Bidding Romance to stay where she was, and promising to bring her the sweets which had also been left behind, Edgar gave her some picture-papers to look at and helped her to make a very large hole in the sand before he hastened away.
He was an active man, and made short work of the distance. He found pipe, tobacco, and the sweets quite easily, and, coming ashore again, returned to the drowned village and the road which led to the coast.
Of his sister there was no sign. He accosted a couple of holiday-makers who were walking on the dunes, to ask for news of her, but they said that they had seen no one walking alone, and that the only people who had passed them had been a family with a baby in a canvas sling seat, which the parents were carrying.

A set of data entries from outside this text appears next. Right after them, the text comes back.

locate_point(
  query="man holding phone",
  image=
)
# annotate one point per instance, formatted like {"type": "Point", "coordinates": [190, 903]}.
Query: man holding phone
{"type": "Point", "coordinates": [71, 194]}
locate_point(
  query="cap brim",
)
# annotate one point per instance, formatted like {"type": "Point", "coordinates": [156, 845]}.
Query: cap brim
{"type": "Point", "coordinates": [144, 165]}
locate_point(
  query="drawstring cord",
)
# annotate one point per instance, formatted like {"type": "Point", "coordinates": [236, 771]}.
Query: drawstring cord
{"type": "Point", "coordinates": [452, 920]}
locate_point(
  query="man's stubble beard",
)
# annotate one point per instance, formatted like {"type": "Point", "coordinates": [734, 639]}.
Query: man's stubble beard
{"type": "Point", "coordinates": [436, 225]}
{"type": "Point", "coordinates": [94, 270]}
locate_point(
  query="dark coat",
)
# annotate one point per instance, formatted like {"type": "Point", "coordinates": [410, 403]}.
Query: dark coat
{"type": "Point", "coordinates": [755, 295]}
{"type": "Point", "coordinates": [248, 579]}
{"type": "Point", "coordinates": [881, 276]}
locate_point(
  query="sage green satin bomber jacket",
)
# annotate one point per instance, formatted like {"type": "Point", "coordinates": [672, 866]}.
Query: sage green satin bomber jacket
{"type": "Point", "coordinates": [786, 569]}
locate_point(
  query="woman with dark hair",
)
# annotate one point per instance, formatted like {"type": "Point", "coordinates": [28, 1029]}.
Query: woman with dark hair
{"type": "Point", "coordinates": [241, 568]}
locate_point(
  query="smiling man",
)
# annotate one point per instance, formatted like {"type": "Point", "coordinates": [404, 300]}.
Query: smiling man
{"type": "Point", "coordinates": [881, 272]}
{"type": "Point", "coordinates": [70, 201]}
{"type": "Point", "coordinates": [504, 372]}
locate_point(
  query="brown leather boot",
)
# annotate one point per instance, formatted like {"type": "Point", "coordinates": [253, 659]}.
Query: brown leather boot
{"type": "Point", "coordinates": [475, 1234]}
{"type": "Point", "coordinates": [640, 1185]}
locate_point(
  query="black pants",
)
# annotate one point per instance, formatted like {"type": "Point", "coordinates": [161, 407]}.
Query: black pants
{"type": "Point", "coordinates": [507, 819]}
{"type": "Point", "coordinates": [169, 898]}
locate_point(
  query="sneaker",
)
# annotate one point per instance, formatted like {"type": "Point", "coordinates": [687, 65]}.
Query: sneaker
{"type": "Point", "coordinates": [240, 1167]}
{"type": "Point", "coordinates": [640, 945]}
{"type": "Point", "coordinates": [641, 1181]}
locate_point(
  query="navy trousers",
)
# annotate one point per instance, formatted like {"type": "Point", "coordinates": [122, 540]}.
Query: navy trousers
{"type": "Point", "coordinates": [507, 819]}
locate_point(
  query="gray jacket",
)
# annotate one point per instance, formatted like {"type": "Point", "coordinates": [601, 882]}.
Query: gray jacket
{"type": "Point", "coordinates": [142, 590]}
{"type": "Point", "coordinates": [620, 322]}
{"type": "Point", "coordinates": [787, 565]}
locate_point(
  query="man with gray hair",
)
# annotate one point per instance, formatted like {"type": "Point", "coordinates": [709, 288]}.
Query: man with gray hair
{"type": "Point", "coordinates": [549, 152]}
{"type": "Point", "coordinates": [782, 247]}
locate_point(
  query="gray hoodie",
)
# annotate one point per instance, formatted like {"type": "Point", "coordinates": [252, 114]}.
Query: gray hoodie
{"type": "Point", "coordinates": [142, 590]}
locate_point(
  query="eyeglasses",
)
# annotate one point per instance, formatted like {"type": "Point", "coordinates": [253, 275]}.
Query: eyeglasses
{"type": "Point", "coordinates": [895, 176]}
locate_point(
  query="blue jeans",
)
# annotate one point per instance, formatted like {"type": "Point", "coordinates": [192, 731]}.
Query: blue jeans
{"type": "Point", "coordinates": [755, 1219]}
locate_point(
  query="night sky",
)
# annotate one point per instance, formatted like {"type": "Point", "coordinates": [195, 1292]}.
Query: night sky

Edgar continued to search, and, failing to find his sister, went back to the place where he had left her. The hole which they had commenced to dig was no deeper, he thought, than when he had departed. The soft sand took no traceable impressions, and although there were tracks on the firmer sand near the water, they were confused, and none led direct to the water’s edge.
His chief difficulty was to decide in which direction to search, for the defective might have taken either way along the coast. Since, however, he had been told by the hikers that they had seen no one answering to the description he gave of his sister, he decided to walk in the direction for which they had been heading.